The following is added to GDALOpenInfo:

       GDALOpenInfo( const char * pszFile, GDALAccess eAccessIn, char **papszSiblings );
char **papszSiblingFiles;

The new constructor allows the file list to be passed in to populate the papszSiblingFiles member (the argument will be copied). The existing default constructor will use CPLGetDirname() to get the directory of the passed pszFile, and CPLReadDir() to read the corresponding file list. The new constructor is primarily aimed at efficient implementation of the later GDALIdentifyDriver() function, avoiding re-reading the file list for each file to be tested.

Identify()

The GDALDriver class will be extended with the following function:

int      (*pfnIdentify)( GDALOpenInfo * );

When implemented by a driver, the function is intended to return TRUE (non-zero) if the driver determines that the file passed in via GDALOpenInfo appears to be of the format the driver is implemented for.
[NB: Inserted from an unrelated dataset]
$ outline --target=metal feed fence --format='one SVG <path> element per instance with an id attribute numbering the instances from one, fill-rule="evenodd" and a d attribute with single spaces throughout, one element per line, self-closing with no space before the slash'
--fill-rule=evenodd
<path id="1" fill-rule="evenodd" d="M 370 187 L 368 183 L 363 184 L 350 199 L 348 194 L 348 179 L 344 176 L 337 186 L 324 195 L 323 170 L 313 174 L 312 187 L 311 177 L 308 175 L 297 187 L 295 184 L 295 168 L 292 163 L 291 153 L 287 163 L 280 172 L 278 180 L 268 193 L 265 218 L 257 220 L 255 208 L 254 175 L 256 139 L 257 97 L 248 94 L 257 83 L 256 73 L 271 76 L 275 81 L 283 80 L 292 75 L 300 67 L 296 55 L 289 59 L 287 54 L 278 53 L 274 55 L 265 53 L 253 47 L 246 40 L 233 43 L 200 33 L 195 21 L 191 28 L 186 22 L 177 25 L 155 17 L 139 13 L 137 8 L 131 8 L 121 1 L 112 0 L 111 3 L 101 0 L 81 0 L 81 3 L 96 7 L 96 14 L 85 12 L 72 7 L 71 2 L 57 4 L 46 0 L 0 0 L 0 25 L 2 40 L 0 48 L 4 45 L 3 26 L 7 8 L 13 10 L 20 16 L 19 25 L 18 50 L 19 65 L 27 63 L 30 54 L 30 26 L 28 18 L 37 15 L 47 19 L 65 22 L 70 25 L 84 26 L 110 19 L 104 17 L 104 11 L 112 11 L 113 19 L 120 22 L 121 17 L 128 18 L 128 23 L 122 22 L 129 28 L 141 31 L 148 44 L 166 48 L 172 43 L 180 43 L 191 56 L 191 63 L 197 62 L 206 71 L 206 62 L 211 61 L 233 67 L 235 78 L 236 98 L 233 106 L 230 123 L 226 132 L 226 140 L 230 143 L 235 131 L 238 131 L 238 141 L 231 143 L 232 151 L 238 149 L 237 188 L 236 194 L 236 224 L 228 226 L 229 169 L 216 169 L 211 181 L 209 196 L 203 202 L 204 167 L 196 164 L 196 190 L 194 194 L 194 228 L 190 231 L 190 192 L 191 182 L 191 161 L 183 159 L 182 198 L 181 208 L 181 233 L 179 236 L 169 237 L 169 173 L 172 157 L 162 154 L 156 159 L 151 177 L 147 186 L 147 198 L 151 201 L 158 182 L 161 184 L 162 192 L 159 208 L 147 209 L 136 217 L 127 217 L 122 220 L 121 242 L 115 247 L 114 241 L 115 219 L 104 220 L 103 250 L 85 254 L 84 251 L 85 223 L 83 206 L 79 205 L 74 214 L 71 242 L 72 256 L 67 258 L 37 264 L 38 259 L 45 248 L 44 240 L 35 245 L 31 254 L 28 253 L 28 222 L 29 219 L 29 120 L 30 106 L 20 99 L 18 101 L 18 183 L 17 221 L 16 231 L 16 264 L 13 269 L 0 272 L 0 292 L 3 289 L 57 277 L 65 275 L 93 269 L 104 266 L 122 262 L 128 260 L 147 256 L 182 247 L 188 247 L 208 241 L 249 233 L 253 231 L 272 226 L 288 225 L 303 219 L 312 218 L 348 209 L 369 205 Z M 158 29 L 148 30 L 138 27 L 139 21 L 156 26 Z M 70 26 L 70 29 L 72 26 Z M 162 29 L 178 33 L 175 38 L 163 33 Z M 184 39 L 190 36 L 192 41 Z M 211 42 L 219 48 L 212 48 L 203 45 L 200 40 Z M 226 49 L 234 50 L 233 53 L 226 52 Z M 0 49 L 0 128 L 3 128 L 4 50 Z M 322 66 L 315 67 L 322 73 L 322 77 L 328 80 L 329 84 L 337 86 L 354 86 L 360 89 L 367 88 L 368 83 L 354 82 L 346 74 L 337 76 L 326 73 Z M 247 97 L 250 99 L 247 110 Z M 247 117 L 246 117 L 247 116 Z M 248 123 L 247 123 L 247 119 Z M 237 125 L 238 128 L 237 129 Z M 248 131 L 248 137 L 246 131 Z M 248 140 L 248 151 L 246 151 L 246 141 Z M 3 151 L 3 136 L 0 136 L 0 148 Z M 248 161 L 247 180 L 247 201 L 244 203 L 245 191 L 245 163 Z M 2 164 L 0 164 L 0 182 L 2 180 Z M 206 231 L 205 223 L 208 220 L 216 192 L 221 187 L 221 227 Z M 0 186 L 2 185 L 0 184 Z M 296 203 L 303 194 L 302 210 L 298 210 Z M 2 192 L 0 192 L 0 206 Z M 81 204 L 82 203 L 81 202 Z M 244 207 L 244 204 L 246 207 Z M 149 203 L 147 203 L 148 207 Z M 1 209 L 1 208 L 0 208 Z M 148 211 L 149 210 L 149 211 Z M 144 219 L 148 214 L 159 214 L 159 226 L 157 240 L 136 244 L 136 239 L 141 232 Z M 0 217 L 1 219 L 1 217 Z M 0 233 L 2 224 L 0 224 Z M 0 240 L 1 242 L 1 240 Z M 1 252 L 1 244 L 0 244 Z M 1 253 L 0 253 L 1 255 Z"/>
To call this applications should call the new function:

GDALDriverH *GDALIdentifyDriver( const char *pszDatasource, const char **papszDirFiles );

Internally GDALIdentifyDriver() will do the following

  1. A GDALOpenInfo structure will be initialized based on pszDatasource and papszDirFiles.

  2. It will iterate over all drivers similarly to GDALOpen(). For each driver it will use the pfnIdentify function if available, otherwise it will use the pfnOpen() method to establish if the driver supports the file.
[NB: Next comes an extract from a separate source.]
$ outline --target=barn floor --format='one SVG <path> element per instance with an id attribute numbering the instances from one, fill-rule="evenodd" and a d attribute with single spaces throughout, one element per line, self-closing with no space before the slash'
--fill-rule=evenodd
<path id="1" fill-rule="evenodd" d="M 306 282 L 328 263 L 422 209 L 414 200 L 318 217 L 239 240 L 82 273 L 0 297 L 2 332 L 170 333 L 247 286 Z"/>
  3. It will return the driver handle for the first driver to respond positively or NULL if none accept it.

Driver Changes

In theory it is not necessary for any drivers to be modified, since GDALIdentifyDriver() will fallback to using the pfnOpen function to test. But in practice, no optimization is achieved unless at least some drivers (hopefully those for which Open can be very expensive) are updated. Part of the ongoing effort then is to implement identify functions for GDAL drivers.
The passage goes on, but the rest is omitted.